After Sandy, NYC Will Undertake Unprecedented Reshaping of Neighborhoods

Over the weekend it was announced that New York City will need to demolish hundreds of homes damaged during Superstorm Sandy. The complicated process for determining what will be rebuilt has yet to begin.

2 minute read

November 19, 2012, 12:00 PM PST

By Jonathan Nettler @nettsj


At least 200, and up to 500 more, one- and two-family houses in Staten Island, Queens and Brooklyn were so damaged by the storm that "they pose a danger to public safety and other buildings nearby," and are facing imminent demolition, reports William K. Rashbaum. In an interview late last week, Robert L. LiMandri, commissioner of the city's Buildings Department, "said neither he nor his staff could recall the city ever undertaking this kind of broad reshaping of its neighborhoods."

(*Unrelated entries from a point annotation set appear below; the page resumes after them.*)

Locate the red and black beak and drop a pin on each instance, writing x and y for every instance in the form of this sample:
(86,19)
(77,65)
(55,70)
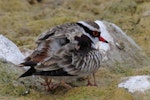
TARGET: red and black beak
(102,39)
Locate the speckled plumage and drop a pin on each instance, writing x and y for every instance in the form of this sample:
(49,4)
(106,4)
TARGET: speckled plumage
(66,50)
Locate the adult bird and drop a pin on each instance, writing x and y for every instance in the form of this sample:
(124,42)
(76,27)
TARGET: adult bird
(66,50)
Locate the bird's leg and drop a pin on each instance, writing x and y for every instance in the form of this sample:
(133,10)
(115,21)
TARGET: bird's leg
(95,84)
(63,83)
(89,82)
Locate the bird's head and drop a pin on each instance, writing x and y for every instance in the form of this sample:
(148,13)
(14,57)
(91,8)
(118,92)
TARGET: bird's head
(92,31)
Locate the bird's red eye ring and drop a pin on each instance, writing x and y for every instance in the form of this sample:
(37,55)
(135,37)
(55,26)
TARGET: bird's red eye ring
(95,33)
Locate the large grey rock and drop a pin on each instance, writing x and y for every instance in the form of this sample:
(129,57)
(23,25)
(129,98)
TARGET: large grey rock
(121,48)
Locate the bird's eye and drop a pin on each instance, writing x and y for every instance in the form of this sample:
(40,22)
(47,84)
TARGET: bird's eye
(95,33)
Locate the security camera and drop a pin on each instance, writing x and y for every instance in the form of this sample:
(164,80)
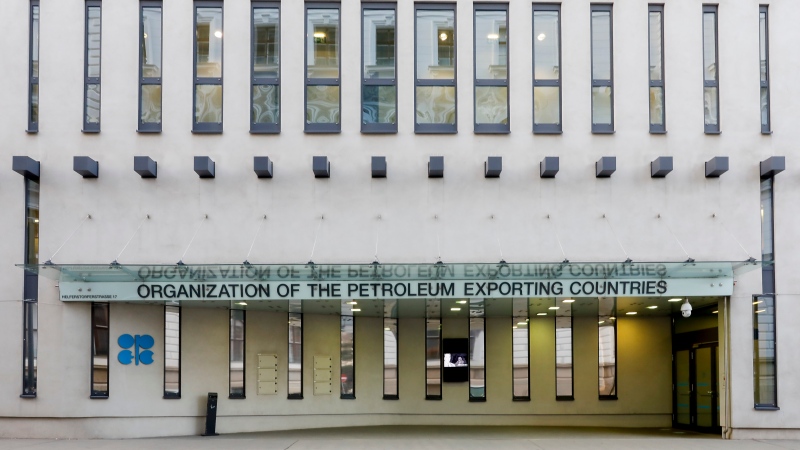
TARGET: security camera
(686,309)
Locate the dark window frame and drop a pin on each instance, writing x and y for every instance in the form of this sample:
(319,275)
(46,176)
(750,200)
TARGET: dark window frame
(322,127)
(547,128)
(712,9)
(93,394)
(493,128)
(87,80)
(149,127)
(264,128)
(603,7)
(657,128)
(33,126)
(436,128)
(764,9)
(207,127)
(378,128)
(173,395)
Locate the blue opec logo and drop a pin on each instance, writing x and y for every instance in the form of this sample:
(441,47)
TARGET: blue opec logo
(140,344)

“We’ve never had this scale before,” Mr. LiMandri said. “This is what New Yorkers have read about in many other places and have never seen, so it is definitely unprecedented. And by the same token, when you walk around in these communities, people are scared and worried, and we’re trying to make every effort to be up front and share with them what they need to do.”

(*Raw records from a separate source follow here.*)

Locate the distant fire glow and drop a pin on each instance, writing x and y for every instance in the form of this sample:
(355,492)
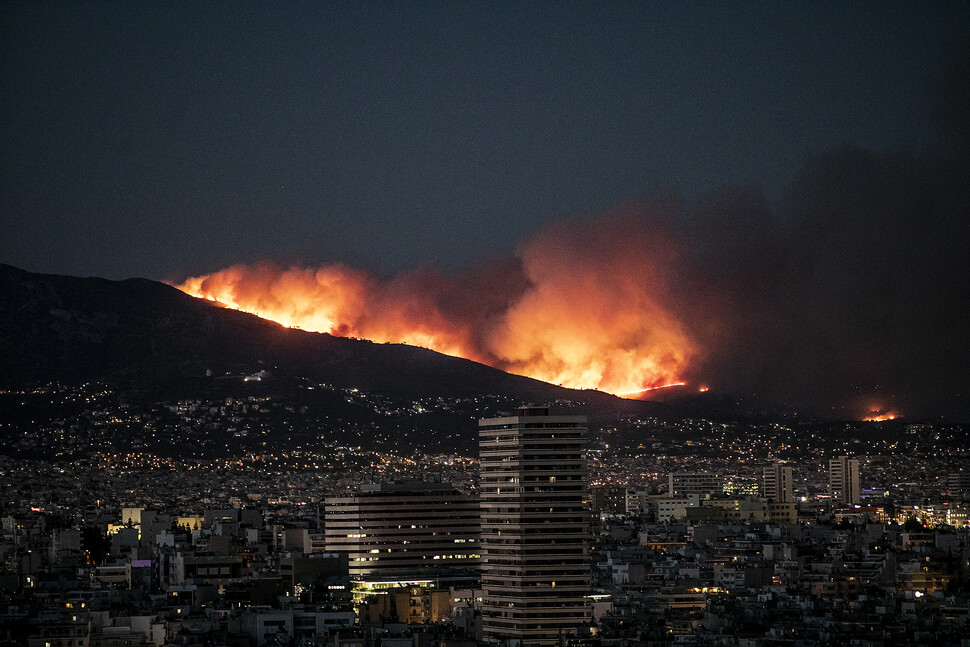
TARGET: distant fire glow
(581,307)
(880,416)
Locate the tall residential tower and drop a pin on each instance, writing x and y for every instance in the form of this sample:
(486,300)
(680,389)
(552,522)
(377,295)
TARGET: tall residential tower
(844,479)
(535,554)
(778,483)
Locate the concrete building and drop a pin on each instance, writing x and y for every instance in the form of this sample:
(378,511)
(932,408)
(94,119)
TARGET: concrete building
(700,483)
(535,555)
(405,530)
(778,483)
(844,480)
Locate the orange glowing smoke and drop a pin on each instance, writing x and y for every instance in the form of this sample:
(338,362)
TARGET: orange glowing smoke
(583,306)
(880,416)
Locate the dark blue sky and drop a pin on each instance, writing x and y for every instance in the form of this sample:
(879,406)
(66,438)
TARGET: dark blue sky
(164,139)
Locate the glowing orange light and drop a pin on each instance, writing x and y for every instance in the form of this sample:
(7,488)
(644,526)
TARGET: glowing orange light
(583,307)
(880,416)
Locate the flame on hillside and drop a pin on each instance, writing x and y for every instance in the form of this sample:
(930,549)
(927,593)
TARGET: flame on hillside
(581,306)
(880,416)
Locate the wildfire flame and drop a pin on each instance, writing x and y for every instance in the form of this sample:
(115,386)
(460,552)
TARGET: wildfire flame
(581,306)
(880,416)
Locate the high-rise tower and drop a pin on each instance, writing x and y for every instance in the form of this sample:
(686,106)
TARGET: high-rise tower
(778,483)
(535,555)
(844,479)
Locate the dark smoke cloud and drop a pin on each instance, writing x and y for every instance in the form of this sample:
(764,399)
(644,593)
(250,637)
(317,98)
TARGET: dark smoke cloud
(853,293)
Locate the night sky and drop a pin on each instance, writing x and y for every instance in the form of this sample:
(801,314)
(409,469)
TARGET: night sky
(808,161)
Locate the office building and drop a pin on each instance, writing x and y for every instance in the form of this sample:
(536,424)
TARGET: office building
(778,483)
(405,530)
(535,555)
(844,480)
(702,484)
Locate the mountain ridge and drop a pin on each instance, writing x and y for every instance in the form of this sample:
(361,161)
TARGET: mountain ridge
(141,332)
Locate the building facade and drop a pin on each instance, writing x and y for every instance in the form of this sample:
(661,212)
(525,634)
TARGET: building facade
(778,483)
(405,530)
(844,480)
(703,484)
(535,552)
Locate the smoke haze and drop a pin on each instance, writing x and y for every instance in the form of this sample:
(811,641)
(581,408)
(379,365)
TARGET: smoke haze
(848,296)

Complicating matters, many of the owners of the structures facing demolition are scattered elsewhere - "with friends or family or in hotels or shelters" - and may be difficult to contact before their properties are torn down, especially where the danger is imminent. 

“This is not easy, in this case, because of all these displaced people, but we’re going to do the best we can, but we may have to move on it if we can’t find them,” Mr. LiMandri said.

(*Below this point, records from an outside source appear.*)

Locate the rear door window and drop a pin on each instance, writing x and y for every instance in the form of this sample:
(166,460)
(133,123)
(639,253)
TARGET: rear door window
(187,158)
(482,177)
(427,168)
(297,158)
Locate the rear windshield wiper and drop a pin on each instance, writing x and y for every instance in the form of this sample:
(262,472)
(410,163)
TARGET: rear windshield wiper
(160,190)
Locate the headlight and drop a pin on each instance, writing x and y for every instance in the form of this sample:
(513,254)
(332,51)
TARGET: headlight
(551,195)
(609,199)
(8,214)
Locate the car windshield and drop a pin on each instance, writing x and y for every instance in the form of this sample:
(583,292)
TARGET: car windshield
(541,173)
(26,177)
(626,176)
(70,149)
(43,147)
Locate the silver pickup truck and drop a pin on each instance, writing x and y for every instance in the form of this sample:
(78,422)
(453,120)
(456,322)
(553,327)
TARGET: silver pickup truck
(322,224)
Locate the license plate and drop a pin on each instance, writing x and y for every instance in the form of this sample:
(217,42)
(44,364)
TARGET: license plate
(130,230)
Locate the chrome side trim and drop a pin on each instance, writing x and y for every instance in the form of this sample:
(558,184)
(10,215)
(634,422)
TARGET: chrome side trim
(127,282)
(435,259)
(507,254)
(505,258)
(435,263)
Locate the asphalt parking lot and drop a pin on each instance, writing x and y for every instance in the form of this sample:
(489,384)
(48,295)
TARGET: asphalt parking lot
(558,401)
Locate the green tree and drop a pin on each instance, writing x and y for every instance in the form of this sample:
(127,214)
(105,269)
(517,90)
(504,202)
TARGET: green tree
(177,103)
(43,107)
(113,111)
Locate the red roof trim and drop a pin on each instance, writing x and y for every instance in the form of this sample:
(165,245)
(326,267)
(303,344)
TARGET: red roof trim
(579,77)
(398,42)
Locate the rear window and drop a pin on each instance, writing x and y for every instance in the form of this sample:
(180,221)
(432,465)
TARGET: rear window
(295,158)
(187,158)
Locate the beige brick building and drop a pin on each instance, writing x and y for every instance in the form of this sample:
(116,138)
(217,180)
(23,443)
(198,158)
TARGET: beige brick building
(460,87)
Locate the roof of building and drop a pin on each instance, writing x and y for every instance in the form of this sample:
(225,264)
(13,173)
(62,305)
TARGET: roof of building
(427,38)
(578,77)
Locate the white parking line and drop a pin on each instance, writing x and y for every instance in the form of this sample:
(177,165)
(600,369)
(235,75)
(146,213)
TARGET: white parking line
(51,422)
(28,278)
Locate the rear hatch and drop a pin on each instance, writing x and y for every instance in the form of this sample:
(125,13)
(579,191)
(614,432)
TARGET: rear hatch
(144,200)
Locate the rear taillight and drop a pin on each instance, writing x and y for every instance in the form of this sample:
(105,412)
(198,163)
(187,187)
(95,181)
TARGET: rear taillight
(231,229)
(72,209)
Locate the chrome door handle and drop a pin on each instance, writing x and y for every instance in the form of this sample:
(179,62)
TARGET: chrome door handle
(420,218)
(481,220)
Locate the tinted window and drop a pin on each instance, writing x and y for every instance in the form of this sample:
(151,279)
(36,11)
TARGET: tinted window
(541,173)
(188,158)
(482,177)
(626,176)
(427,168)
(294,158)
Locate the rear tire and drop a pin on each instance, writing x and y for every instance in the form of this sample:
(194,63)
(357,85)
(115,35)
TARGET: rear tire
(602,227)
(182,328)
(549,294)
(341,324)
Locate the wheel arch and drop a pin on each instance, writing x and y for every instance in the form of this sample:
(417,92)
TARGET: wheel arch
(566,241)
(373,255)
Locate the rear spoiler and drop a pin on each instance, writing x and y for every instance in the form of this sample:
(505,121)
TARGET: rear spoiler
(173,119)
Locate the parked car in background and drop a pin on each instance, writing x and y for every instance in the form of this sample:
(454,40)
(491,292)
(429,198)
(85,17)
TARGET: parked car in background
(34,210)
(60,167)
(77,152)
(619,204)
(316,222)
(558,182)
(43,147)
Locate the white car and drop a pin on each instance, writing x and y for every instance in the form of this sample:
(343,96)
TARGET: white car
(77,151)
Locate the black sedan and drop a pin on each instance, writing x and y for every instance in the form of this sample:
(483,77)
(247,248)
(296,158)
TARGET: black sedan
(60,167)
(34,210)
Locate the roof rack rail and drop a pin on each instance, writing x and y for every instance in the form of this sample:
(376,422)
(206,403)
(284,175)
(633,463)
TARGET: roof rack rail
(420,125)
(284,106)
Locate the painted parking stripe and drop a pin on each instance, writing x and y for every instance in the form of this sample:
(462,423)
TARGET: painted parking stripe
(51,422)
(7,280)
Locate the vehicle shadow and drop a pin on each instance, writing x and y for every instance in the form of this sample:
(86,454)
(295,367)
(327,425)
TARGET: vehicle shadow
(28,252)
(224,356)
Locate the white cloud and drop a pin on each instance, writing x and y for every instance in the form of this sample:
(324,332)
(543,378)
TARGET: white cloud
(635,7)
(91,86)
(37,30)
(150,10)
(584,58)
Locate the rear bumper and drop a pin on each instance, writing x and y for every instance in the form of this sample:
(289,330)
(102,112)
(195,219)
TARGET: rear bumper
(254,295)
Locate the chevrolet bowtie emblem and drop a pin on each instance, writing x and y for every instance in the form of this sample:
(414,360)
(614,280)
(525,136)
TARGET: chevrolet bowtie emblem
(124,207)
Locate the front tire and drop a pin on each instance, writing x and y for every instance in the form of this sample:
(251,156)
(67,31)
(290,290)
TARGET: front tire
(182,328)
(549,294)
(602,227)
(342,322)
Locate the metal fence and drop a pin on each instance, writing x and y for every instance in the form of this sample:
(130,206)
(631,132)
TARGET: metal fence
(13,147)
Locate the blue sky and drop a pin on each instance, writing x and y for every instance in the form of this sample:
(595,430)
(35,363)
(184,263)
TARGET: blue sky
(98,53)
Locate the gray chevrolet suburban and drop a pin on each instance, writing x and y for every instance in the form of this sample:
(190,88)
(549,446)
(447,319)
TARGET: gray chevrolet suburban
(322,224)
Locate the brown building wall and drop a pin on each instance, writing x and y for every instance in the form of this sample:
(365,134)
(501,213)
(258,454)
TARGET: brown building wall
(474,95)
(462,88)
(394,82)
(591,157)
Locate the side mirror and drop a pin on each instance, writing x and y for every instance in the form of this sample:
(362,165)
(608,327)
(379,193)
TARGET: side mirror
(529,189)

"Eric A. Ulrich, a Republican city councilman from Queens who represents Breezy Point, Belle Harbor, Broad Channel and some of the other affected neighborhoods, said that he had not been notified of the demolitions, but that the forced destruction of people’s homes would come as a terrible shock," writes Rashbaum.

“My constituents have been through so much, and they are just so distraught, and if that were to happen and if they were told that the home that they grew up in or they bought has to be taken against their will, it’s just devastating news,” Ulrich said.